Mönchengladbach: Verwirrung um Impfung
VON INGE SCHNETTLER - zuletzt aktualisiert: 29.10.2009Mönchengladbach (RPO). Wer kann sich wann und wo gegen die Schweinegrippe impfen lassen? Darüber gibt es von der Stadt widersprüchliche Aussagen. Das verunsichert die Impfwilligen und verärgert die Ärzteschaft.
Die Impfung gegen die Schweinegrippe kommt nur langsam in Gang. Von Tag zu Tag wird aber die Verwirrung über das Prozedere der Impf-Aktion größer. Die Pressestelle der Stadt hatte verkündet, neben den Medizinern im Gesundheitsamt würden auch 34 Allgemeinmediziner und zehn Kinderärzte die Impfungen durchführen. Das stimmt so nicht. Gestern stellte der Sprecher der Kassenärztlichen Vereinigung (KV), Dr. Arno Theilmeier, klar: "Es gibt eine Reihe von Ärzten, die einspringen würden, wenn das Gesundheitsamt den Ansturm der Patienten nicht schaffen sollte." Davon kann aber im Moment gar keine Rede sein. Die Anmeldungen, die dem städtischen Amt Am Steinberg vorliegen, sind durchaus überschaubar. Bis gestern waren es exakt 370.
Eigentlich sollten im ersten Durchgang ausschließlich Mediziner und Menschen, die in Gesundheitsberufen arbeiten, auf der Liste stehen. "Da sich in Gladbach bisher extrem wenige Menschen zur Impfung angemeldet haben, werden auch Zivilisten direkt angenommen", sagt Theilmeier.
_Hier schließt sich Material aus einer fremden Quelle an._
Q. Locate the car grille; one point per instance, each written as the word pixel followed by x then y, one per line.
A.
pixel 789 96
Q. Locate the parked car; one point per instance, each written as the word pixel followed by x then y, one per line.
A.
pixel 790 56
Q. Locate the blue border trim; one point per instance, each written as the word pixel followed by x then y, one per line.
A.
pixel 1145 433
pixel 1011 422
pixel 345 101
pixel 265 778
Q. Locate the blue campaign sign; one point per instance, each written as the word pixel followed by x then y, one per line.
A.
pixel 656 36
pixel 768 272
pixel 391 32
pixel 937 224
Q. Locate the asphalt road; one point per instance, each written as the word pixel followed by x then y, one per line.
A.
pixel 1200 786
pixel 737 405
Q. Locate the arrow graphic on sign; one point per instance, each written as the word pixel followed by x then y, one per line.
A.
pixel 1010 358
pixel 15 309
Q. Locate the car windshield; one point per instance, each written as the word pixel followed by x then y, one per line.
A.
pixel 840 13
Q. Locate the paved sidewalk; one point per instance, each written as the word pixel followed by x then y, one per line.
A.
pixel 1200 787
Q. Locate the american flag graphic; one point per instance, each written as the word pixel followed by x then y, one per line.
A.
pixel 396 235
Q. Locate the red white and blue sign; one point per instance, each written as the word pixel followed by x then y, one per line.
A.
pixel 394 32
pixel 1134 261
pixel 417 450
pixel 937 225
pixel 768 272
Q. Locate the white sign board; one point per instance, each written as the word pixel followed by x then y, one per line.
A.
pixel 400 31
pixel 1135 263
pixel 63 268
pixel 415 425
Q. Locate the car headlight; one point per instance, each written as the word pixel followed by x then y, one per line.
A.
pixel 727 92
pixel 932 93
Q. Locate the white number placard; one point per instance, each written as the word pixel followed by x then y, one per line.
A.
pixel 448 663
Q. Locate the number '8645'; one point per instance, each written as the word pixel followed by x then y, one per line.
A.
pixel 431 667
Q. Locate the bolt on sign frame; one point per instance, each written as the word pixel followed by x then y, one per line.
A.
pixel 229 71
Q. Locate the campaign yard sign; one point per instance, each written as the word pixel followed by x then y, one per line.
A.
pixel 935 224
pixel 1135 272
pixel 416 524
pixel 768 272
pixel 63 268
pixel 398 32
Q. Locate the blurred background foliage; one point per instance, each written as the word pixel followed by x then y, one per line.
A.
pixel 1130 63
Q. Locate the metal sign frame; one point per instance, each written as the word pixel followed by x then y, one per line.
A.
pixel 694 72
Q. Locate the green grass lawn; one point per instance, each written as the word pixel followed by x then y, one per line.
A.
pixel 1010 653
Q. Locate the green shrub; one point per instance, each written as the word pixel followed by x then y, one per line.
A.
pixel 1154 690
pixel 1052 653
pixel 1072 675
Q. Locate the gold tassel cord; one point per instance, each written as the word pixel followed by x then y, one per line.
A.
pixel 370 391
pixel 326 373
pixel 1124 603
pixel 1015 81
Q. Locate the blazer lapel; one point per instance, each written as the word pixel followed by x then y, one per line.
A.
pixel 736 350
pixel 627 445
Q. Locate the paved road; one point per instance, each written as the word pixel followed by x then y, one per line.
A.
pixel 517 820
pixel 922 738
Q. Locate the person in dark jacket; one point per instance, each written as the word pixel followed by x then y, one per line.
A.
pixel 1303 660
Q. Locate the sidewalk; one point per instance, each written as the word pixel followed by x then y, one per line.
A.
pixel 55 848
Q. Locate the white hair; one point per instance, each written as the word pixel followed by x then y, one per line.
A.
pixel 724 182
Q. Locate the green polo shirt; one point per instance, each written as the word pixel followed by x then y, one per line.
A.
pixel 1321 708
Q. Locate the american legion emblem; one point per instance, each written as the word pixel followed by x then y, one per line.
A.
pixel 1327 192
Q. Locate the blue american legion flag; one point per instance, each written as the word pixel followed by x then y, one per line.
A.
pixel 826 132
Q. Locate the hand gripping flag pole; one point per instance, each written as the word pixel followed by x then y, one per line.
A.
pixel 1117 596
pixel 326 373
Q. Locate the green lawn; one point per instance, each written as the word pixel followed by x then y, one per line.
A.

In der zweiten Phase sollten dann Polizisten, Feuerwehrleute, Banker, Geschäftsleute, also Menschen, die täglich sehr viel Kundenkontakte haben, an die Reihe kommen. Und danach die "normalen" Patienten. "Das scheint sich aber in Mönchengladbach bunt zu vermischen", sagt Arno Theilmeier.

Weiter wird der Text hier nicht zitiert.